LRA 2002 Flashcards
Why should you register your land?
- Security of title gives protection against claims of adverse possession
- Greater certainty and security about what you own
- Potential buyers increasingly expect land to be registered before buying
- Not registered land is a disincentive for future purchasers
- You will get more interests in your land if you
- It simplifies conveyancing, transactions are easier and potentially less costly for those involved
LRA 1925
- The LRA 1925 assumed that the solution to this complication was a short list of obvious things
- Freeholds
- Long leaseholds (21 years and over)
- Anything under 21 years was an overriding interest
- LRA 2002 changed it to 7 years
- Mortgages
- Everything else was kept of the register to make it easier
- Most of these interests were called “overriding interests”
- They still are a trap for the unwary purchaser
Leapfrogging section of LRA
s27, s28, s29
Modern registration
- Both simpler and more complicated than unregistered conveyancing
- Records the legal effect of the transaction between A and B
- You have to have the prior transaction by deed and contract, and then registration – this is one whole disposition
- The disposition is not completed until the interest is registered (as regards the third party)
- You have to have the prior transaction by deed and contract, and then registration – this is one whole disposition
- Registration completes the disposition between A and B
- Vests the legal title in B [s58 LRA]
- Because it vests the title without anything else, even if B is a fraudster
- Registration guarantees the effect of that legal title
- If there is a mistake, the registry has to indemnify you
Issues with modern registration
- The registry deals well with simple cases
- Freehold with a long lease or mortgage
- The rules work for most people
- Most complicated cases may pose a risk, depending on how the ‘priority rules’ work
- The cost of a system which is cheap and easy for most is that some people lose out big time
Mordern registration
Public record
- The land registry is a public office
- Anyone can access records for a small fee
- Everything is computerised and online
- It is not yet in ‘real time’
- There is no electronic conveyancing yet
- Thus, the pre-1926 formalities are preserved
- Deed signed by the parties and presented to the Land Registry (after registration deed can be disposed of)
Modern registration
Protection for both interest holders and purchasers
- Two tensions: static v dynamic security
- The existing interest holder wants to keep what they have (their static security; the status quo should say) as against the dynamic security of a purchaser who wants to acquire
- The purchaser will very quickly have a static interest once they have acquired the property
- Protects the purchaser by freeing them from earlier unprotected interests
- Protects the interest-holder by making their interest enforceable against future purchasers by giving them methods to protect their interests
- If an interest is unprotected, it will not bind the purchaser, but it will always bind the original grantor (as a matter of contract)
Principles of registration
- Mirror: register should reflect all interests affecting the estate
- Curtain: purchasers should not be affected by trust interests which are behind the curtain of the register
- Insurance: the state guarantees the accuracy of the register and so will indemnify anybody who loses in certain circumstances
Williams & Glynn’s Bank v Boland on the LRA
- the LRA 1925 “is designed to simply and to cheapen conveyancing … from any burden not entered on the register, with one exception (the overriding interest) he [the purchaser] takes free.
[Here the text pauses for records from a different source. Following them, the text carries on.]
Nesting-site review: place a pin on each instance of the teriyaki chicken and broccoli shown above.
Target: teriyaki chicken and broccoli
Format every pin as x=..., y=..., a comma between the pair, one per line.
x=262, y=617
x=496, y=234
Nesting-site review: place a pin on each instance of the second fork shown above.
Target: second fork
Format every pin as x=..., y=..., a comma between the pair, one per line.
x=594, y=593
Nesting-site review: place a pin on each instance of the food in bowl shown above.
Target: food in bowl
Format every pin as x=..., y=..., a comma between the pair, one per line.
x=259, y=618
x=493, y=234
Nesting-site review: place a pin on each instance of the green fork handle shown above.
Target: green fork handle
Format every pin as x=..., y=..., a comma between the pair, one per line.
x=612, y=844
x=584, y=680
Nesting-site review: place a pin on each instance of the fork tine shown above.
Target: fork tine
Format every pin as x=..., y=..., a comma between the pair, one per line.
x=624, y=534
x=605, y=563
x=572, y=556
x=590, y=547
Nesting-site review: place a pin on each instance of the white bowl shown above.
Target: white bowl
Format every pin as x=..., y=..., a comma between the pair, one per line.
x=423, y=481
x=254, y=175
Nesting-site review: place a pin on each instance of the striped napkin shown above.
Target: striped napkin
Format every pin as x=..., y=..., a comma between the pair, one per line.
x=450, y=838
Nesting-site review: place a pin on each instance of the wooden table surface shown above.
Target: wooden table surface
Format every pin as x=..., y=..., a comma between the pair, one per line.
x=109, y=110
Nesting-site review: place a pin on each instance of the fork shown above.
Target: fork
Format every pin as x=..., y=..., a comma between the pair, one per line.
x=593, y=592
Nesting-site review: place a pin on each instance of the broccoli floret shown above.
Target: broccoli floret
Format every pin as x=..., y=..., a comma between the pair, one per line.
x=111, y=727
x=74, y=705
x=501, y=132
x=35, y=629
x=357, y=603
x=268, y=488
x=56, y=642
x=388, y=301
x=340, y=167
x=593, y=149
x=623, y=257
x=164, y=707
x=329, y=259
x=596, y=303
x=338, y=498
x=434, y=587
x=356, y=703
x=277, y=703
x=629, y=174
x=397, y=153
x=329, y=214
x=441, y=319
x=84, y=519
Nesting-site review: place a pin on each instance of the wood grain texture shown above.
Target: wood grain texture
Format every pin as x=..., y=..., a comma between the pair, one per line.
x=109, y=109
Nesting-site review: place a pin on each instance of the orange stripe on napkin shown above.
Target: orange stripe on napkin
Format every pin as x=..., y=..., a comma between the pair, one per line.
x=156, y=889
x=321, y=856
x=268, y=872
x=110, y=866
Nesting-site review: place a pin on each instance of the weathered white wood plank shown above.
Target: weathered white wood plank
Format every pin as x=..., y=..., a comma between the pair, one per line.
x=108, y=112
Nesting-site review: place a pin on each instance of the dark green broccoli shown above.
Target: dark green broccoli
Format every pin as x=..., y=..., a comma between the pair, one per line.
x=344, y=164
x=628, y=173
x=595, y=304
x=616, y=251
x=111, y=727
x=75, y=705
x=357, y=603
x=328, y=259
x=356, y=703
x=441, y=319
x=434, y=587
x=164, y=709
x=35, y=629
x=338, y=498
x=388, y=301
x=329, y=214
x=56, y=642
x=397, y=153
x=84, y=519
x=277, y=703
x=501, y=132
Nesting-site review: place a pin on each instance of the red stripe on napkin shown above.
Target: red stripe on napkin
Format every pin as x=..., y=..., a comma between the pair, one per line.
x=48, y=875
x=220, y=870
Above all, the system is designed to free the purchaser from the hazards of notice which, in the case of unregistered land, involved him in enquiries, quite elaborate, failing which he might be bound by equities”
- Registration gets rid of the doctrine of notice
- Actual occupation is not notice
The Mirror
s27, s32 and s40 LRA
MIRROR
s27 LRA
- S27 LRA lists the dispositions that must be completed by registration or they will not have legal effect (i.e., they will not bind third parties). But they will still bind the grantor in equity. These are the legal interests
- Freehold
- Leasehold over 7 years
- Legal express easement
- Legal mortgage
MIRROR
s32 LRA
- S32 lists other encumbrances (equitable commercial interests) that must be entered as a notice on the register
- Everything that is not in a trust
- Equitable lease
- Equitable charge
- Equitable easement
- Option to purchase
- Right of pre-emption
MIRROR
s40 LRA
- S40 allows restrictions to be entered against the title, limiting the circumstances in which a disposition can be registered
- Alerts the would-be purchaser to the fact that the single party is not free to deal with the party – there is probably a beneficiary to a trust here and unless you are paying two trustees or get the consent of the beneficiaries you will be bound by the interest
- Trust interests are not supposed to be registered because they are not to bind third parties; they are removed from the land and put into the proceeds of sale
- Restrictions regulate the circumstances in which a disposition of a registered estate or charge may be the subject of an entry in the register. Either can be sought without the consent of the registered proprietor who must be notified and who will be able to apply for cancellation of the notice, or object to an application for a restriction.
Registrable dispositions
s27 LRA
- Transfer of freehold
- Creation or assignment (transfer) of lease
- Of more than 7 years
- Short lease not taking effect in possession but having been created by deed
- Express grant or reservation of an easement
- Easements can be acquired by implication or application of law and are exempt from registration
- Grant of a legal charge (mortgage)
Argyle v Hammond
FACTS
Mr Steed had given his mother Mrs Steed power of attorney while he was abroad. She used it to transfer his house to her daughter Mrs Hammond, who mortgaged it to the claimant building society and then disappeared. Mrs Steed had the transfer to Mrs Hammond set aside for undue influence, but the question for the Court of Appeal was whether the charge that Mrs Hammond had executed while registered as proprietor, should remain. Since the transfer to Mrs Hammond had not been voided at the time she granted the charge to ABS, it could remain.